Keeping pace with demanding deadlines
Given the short delivery time of full design deliverables, E.L. Robinson began with the mobile mapping data acquisition immediately. The challenge was with completing the engineering deliverables needed from the mobile data – and that is where the Leica Pegasus:Two mobile sensor platform user network provide a significant advantage. Rice Associates, Inc., a geospatial services firm that provides conventional surveying, in-house photogrammetry, static, mobile, and terrestrial LiDAR scanning, was also an owner of the Leica Pegasus:Two technology. They were able to support E.L. Robinson with the data extraction capacity to help meet the project timeline.

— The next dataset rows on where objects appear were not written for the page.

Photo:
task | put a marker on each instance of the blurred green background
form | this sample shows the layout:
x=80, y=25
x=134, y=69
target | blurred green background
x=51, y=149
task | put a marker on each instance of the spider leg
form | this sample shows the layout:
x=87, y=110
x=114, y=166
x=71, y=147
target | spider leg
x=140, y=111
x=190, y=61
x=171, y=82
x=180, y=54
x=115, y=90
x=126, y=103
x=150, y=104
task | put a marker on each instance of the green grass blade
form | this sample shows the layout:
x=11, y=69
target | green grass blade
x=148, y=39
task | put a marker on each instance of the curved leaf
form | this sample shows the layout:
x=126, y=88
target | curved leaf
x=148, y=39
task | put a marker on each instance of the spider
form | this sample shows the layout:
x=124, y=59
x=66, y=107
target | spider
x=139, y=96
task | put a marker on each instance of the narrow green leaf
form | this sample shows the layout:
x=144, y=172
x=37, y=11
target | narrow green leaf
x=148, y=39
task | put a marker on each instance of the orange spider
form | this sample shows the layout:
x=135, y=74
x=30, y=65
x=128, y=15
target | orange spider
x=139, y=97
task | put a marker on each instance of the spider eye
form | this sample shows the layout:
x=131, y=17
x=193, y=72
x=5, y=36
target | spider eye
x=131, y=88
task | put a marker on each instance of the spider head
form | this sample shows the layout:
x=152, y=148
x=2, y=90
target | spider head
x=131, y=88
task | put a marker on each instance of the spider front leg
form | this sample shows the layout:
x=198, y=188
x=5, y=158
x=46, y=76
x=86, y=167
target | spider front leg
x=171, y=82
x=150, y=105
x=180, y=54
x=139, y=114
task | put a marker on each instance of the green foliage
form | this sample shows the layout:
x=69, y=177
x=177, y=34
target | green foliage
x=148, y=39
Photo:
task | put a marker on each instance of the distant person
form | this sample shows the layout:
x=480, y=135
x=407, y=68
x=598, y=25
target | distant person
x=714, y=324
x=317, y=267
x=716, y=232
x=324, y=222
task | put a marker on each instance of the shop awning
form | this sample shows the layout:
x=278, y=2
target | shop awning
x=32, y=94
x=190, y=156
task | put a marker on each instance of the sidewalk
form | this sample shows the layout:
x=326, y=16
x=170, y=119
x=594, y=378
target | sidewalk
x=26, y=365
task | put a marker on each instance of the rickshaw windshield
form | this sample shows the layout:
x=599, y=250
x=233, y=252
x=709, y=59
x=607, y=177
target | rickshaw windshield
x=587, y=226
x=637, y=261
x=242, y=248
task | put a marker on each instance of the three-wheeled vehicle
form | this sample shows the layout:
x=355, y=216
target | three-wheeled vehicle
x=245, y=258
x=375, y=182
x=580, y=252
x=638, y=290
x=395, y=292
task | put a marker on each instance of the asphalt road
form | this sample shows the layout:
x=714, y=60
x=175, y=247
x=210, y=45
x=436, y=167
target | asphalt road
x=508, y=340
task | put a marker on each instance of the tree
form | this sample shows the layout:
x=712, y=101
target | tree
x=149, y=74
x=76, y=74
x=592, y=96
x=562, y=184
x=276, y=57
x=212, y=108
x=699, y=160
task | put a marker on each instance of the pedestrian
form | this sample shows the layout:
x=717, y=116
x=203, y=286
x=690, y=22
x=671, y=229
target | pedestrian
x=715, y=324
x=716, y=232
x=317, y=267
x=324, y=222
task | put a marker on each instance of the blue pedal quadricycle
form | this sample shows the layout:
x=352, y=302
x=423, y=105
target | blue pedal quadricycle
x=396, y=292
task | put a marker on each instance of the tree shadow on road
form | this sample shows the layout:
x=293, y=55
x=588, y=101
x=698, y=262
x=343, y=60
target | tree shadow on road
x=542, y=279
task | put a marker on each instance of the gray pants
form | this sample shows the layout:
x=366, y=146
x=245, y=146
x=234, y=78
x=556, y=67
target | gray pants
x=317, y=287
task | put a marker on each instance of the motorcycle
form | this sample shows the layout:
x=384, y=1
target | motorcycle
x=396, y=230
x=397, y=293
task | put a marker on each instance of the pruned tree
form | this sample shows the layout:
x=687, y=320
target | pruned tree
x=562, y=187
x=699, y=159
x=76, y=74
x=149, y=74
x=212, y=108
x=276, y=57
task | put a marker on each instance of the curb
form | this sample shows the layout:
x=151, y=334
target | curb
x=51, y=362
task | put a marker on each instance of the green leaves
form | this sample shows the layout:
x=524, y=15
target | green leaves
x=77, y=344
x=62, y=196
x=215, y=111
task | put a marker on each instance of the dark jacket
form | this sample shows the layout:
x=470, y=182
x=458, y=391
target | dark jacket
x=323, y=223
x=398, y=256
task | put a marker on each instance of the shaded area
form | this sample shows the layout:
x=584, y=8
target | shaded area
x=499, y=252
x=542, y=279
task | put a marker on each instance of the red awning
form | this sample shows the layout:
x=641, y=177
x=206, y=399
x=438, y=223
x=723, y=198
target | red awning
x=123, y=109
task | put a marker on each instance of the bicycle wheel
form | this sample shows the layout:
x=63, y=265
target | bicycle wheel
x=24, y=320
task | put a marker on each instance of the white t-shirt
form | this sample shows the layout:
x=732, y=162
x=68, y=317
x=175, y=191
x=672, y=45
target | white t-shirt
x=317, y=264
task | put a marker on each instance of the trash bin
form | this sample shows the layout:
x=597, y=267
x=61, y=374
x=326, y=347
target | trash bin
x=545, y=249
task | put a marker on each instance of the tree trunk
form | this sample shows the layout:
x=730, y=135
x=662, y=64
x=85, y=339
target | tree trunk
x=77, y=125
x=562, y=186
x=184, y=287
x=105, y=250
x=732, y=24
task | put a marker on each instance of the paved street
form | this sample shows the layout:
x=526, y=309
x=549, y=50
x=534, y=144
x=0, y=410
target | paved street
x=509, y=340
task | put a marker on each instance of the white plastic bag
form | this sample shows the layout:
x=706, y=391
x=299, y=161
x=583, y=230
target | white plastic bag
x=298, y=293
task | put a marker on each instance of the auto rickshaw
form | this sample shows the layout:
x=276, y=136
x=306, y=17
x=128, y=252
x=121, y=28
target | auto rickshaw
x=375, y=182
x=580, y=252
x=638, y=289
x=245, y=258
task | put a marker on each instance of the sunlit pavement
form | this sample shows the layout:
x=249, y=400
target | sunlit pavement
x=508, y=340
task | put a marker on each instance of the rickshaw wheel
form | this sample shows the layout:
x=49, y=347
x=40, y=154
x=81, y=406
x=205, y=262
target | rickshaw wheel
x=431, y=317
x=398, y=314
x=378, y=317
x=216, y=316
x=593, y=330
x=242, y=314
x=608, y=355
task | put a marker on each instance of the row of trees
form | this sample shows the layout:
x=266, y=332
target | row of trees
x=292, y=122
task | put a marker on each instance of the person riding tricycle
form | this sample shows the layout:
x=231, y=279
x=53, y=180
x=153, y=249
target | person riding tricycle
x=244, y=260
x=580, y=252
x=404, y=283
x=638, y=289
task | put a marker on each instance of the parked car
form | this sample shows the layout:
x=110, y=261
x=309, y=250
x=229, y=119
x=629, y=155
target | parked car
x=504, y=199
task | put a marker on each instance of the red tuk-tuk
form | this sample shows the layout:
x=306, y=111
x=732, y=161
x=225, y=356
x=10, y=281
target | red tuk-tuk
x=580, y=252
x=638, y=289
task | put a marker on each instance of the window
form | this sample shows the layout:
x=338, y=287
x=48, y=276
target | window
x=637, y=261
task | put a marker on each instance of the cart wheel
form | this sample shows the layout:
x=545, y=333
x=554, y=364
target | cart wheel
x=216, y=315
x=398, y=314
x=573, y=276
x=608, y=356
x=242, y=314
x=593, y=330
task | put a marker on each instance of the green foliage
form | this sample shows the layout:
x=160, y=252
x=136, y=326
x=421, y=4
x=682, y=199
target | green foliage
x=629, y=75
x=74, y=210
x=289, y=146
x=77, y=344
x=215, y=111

“Surveying a highway requires capturing enormous amount of data with the highest precision and standards. The Leica Pegasus:Two enabled us to collect millions of points per second, the team mapped 5 miles per day and it took us only 14 days for the complete data extraction of the 70 miles, two-lane highway,” said Obadyah Foord, regional director at Rice Associates.
Given that both companies, E.L Robinson and Rice Associates utilise the same hardware and software the data integration and exchange was seamless; bringing scheduled delivery of data and keeping engineers moving forward into final design without delays.
Thriving on a challenging project
36 Real Time Kinematics (RTK) Base Stations were used for this project to locate targets and other topographic features. While 120 mobile scanner targets were utilised to control the mobile scan, these were scanned at 25 miles per hour with a target every 2,000 feet. A DTM model was created for the highway design which included:
- The Raw Point Cloud
- Ground Points Isolated
- Triangulated Surface Mesh
“7.8 billion raw data points were collected, and we produced in 45 days the DTM, edges of pavement, guardrail, utility poles and signage for the entire length,” said Tom Rayburn, manager of surveying at E.L. Robinson Engineering. “The surveyors working from the office were able to create traditional topographical surveys from the point clouds and images.”
Maximum output in a minimum time frame
“The Leica Pegasus:Two provided a rapid data capture solution for this large scale project, saving us time and reducing safety risks,” said Rayburn. “With Rice Associates support, we delivered the project on time and within budget thanks to the speed of accuracy delivered by using the Pegasus:Two.”